Les 1 000 euros, une escroquerie intellectuelle
Au-delà de cet état des lieux, l’instauration d’une retraite plancher à 1 000 euros cristallise aussi en elle-même les divergences syndicales. Même si cela peut paraître, à première vue, une avancée. Car, pour en bénéficier, il faudra avoir payé une cotisation calculée sur la base d’un revenu annuel d’un peu plus de 6 000 euros pour une carrière complète « alors qu’aujourd’hui, les agriculteurs ne gagnent pas leur vie », rappelle Pierre Thomas, président du Modef (Mouvement de défense des exploitants familiaux), qui parle de « poudre aux yeux ». « Le monde paysan n’en a pas les moyens », confirme Nicolas Girod, rappelant au passage que « la loi Egalim n’a pas réussi à imposer un meilleur partage de la valeur ajoutée ». « Le rapport Delevoye convient lui-même que 40 % au moins des agriculteurs ont de très faibles revenus. Cette situation explique d’ailleurs la détresse de certains, poussés au suicide, quand ils voient débarquer les huissiers pour cotisations non payées », argue Armand Paquereau, de la Coordination rurale .
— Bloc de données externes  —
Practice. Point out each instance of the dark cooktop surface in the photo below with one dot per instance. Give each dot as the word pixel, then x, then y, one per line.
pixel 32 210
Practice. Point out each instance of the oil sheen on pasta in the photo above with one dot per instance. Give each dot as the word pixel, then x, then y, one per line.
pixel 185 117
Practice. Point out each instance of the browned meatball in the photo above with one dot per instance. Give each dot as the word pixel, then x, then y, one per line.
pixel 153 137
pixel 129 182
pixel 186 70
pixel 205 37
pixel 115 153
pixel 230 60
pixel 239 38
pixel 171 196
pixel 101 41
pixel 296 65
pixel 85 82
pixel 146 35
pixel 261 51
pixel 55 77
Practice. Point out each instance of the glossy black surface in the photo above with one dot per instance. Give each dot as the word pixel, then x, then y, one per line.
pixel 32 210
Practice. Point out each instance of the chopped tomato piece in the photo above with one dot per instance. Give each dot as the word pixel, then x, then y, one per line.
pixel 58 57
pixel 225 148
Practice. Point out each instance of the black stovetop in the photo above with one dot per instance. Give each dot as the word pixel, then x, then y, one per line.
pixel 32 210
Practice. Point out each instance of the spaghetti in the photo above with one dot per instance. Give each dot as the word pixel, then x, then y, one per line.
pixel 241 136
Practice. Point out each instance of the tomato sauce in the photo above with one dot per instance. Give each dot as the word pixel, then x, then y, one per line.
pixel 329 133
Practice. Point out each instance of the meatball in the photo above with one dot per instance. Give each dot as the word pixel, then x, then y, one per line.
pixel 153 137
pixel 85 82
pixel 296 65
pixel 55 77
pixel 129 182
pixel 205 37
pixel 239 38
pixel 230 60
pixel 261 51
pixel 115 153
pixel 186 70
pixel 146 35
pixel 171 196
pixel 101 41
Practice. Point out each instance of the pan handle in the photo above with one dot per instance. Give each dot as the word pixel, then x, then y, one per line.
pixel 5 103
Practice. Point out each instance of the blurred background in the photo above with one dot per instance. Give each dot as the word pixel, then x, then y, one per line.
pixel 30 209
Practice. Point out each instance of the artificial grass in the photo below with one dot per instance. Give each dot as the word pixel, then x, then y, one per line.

Au-delà, « le compte n’y est pas », notamment pour la Confédération paysanne. « Un système à points qui reproduit les inégalités de la vie professionnelle dans les retraites n’est pas un système équitable et solidaire. On est sûrement les gagnants, on part de tellement bas ! Mais on n’a pas envie, nous paysans, d’être les gagnants sur les retraites des cheminots, des enseignants, etc. Il est possible d’aller chercher ailleurs que ces soi-disant “privilégiés” », insiste le militant, qui plaide pour une retraite plancher « quel que soit le parcours professionnel » et un plafonnement des plus grosses pensions. Il appelle donc à « poursuivre la mobilisation » contre la réforme des retraites « aux côtés des travailleurs et travailleuses qui luttent pour plus d’égalité ».